This is part of a series I started in March 2008 - you may want to go back and look at older parts if you're new to this series.
One of the great "joys" of trying to compile Ruby is of course the level of dynamism. Especially when trying, as I am, to make the compiler as static as possible.
One of the culprits is the ability to send messages to objects that may be composed dynamically (e.g. formatting strings), and that may or may not even exist at compile time.
So far we've avoided this. There are two issues here:
We need to be able to handle methods with names that are not present in the application at compile time. Currently we put everything into vtables, and to know how to allocate slots we need to know the names at compile time.
We need to be able to look up methods by name, and do something with the information.
Matz' Ruby implementation does this with a hash table of methods. And we will too. This does, however, not mean we'll ditch the vtables. The vtables are essential to get fast method calls for methods we call by names statically known, which for most applications will likely be the vast majority.
Even for method calls where the target method was not defined at compile time this works, by pre-allocating a vtable slot.
Instead what we will do is add redundant information for the methods known at compile time, and augment this with the ability to add new methods down the line.
The initial motivation for this is the work towards self-hosting, and the
compiler itself, foolishly or not, uses #send
to call the #parse_XXX
methods in Parser
for example.
The last time I wrote a hash table implementation from scratch was more than 20 years ago, in my introductory data structures and algorithms course.
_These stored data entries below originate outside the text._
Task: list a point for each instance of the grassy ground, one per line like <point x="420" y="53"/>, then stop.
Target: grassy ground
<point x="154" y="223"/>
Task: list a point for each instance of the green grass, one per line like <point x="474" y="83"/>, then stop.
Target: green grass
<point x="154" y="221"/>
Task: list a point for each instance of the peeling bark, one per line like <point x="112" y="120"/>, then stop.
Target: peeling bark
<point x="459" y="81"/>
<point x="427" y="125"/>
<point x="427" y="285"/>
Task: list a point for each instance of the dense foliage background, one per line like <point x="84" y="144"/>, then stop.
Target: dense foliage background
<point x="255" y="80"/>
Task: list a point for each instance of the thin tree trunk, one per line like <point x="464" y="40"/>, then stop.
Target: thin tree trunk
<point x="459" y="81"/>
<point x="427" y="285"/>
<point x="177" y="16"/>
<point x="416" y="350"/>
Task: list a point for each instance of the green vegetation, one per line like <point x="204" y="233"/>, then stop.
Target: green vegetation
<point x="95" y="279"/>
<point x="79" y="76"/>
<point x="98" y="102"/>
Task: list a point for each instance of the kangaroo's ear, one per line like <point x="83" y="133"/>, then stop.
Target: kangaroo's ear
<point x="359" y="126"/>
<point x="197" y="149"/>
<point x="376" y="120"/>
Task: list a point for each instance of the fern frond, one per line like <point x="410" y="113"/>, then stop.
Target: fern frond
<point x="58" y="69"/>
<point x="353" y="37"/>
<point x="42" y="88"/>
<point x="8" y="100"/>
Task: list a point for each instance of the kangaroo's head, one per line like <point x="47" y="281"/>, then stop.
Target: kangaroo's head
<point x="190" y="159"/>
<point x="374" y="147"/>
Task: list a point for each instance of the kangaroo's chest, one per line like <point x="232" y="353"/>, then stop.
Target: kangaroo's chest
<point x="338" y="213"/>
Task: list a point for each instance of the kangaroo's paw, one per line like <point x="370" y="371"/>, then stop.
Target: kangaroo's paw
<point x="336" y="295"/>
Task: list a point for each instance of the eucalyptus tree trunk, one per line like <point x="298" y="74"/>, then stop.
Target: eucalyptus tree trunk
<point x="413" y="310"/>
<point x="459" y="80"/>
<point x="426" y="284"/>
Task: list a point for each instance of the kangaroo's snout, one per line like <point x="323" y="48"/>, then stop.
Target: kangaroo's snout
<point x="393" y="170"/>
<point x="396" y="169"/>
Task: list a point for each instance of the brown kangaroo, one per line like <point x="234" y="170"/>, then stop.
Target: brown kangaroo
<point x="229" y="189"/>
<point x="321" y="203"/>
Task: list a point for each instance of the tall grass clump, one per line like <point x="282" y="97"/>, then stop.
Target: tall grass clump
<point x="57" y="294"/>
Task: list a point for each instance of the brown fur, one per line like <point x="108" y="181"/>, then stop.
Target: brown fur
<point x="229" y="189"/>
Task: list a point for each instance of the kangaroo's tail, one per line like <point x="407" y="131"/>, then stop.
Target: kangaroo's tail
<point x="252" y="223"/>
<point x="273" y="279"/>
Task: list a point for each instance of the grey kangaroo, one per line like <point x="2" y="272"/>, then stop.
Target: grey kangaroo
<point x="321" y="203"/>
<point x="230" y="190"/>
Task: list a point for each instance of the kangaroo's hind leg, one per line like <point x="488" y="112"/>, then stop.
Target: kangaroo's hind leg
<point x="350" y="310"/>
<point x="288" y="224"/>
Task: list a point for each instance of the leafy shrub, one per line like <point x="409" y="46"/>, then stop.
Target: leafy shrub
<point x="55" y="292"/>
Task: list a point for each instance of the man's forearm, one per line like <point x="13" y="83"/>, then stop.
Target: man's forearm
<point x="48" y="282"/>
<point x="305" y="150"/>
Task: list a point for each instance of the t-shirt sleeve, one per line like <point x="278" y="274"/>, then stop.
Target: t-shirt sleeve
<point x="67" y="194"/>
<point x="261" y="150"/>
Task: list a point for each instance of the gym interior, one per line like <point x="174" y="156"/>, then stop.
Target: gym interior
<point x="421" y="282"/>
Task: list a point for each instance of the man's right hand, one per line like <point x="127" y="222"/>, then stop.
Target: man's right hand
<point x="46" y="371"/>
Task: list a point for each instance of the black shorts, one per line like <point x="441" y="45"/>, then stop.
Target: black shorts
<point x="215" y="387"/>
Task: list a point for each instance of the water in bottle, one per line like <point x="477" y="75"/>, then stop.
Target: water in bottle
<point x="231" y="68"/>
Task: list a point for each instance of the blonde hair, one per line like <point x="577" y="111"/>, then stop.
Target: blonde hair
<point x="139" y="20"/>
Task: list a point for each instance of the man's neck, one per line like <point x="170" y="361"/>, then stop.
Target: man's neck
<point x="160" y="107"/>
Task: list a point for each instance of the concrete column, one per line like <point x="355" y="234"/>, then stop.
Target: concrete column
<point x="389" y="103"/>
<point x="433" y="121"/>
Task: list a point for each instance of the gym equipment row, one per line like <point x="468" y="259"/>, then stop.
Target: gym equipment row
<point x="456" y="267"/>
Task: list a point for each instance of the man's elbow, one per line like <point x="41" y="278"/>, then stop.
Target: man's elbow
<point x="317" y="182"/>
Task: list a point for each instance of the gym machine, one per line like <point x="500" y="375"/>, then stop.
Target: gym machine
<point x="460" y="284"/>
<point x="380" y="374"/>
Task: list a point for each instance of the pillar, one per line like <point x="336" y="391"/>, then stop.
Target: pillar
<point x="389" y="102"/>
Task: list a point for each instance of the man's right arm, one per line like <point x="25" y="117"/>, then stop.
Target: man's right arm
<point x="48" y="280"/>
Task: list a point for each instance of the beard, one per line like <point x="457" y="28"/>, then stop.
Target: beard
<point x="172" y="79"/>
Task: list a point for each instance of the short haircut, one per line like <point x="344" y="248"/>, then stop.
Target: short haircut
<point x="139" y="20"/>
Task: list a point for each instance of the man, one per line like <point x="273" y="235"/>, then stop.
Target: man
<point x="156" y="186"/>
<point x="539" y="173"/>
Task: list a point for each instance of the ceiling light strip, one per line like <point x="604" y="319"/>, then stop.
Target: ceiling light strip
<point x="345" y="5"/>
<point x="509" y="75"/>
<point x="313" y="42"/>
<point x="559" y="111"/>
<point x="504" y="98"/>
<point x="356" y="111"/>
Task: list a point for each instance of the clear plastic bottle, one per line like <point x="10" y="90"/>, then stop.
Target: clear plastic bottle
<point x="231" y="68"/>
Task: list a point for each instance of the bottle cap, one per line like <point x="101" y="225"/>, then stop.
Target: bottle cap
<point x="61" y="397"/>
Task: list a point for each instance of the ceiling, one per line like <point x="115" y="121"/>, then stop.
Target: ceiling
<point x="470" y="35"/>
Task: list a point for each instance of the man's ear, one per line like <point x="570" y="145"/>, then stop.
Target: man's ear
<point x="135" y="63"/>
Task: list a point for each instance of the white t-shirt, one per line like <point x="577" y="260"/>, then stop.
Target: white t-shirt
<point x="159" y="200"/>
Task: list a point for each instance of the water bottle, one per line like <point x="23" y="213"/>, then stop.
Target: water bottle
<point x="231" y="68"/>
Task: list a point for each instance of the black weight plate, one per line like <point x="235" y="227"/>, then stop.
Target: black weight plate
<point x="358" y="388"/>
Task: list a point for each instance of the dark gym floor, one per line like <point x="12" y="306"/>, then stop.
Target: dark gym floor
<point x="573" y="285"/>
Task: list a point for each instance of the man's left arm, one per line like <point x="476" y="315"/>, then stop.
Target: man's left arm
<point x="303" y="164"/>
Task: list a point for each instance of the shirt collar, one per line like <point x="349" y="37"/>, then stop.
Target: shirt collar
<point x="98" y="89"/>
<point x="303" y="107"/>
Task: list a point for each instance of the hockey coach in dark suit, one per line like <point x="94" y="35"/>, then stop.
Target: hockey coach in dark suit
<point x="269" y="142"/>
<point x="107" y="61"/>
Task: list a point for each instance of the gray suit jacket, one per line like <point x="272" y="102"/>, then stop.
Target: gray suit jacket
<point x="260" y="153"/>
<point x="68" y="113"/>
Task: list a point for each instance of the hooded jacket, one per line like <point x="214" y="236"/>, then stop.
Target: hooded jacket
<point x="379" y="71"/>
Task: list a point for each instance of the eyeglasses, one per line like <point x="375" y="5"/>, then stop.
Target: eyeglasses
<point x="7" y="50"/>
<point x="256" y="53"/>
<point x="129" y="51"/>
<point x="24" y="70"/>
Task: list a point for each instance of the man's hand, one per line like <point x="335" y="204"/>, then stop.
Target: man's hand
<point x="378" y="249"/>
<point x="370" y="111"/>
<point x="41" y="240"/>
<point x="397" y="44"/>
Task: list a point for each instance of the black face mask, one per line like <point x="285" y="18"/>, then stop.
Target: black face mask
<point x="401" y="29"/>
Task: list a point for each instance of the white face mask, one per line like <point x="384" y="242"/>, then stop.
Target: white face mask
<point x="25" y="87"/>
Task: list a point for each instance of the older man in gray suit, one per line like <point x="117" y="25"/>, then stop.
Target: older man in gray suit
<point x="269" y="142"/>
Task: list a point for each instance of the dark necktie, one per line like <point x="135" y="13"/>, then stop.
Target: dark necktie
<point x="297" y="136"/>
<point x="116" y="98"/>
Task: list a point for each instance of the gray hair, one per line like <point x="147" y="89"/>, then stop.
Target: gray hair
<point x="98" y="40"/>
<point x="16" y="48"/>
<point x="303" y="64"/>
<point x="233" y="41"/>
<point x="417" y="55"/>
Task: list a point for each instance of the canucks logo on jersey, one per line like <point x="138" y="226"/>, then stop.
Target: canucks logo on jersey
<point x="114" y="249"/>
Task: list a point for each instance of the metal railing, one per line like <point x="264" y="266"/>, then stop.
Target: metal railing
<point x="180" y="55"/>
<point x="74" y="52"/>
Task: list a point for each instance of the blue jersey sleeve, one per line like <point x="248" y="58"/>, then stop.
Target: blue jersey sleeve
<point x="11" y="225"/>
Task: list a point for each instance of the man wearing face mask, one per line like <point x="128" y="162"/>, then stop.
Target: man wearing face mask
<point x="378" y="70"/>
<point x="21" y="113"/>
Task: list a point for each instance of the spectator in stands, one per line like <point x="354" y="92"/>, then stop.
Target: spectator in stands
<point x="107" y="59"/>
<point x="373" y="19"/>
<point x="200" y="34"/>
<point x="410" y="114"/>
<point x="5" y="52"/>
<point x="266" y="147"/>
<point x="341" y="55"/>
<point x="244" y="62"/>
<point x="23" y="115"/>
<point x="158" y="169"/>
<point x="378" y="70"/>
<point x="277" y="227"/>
I read the book on a long train journey and mostly ignored the lessons. Apart from frustrating everyone by insisting on doing a N-Queens exercise in Amiga-E (a wonderful language by the amazing Wouter van Oortmerssen, though unfortunately rather esoteric even back in '94)
Thankfully, making a simple hash table is, well, simple.
We'll do a very basic linear scan hash table. If you've forgotten your CS courses and is too lazy to click the wikipedia link, that means that once we've calculated which slot an entry should ideally go in, if it is occupied, we linearly probe the other slots until we find an empty one.
There are all kinds of upsides and downsides from various methods for scanning/probing, and from using scans instad of alternative structures, but the point as usual is simplicity first. Especially in this case as we won't even know the access patterns until things are complete enough to do proper benchmarks.
Firstly, let us implement #hash
. The documentation for Object#hash
says this:
Generates a Fixnum hash value for this object. This function must have the property that a.eql?(b) implies a.hash == b.hash.
The hash value is used along with eql? by the Hash class to determine if two objects reference the same hash key. Any hash value that exceeds the capacity of a Fixnum will be truncated before being used.
The hash value for an object may not be identical across invocations or implementations of Ruby. If you need a stable identifier across Ruby invocations and implementations you will need to generate one with a custom method.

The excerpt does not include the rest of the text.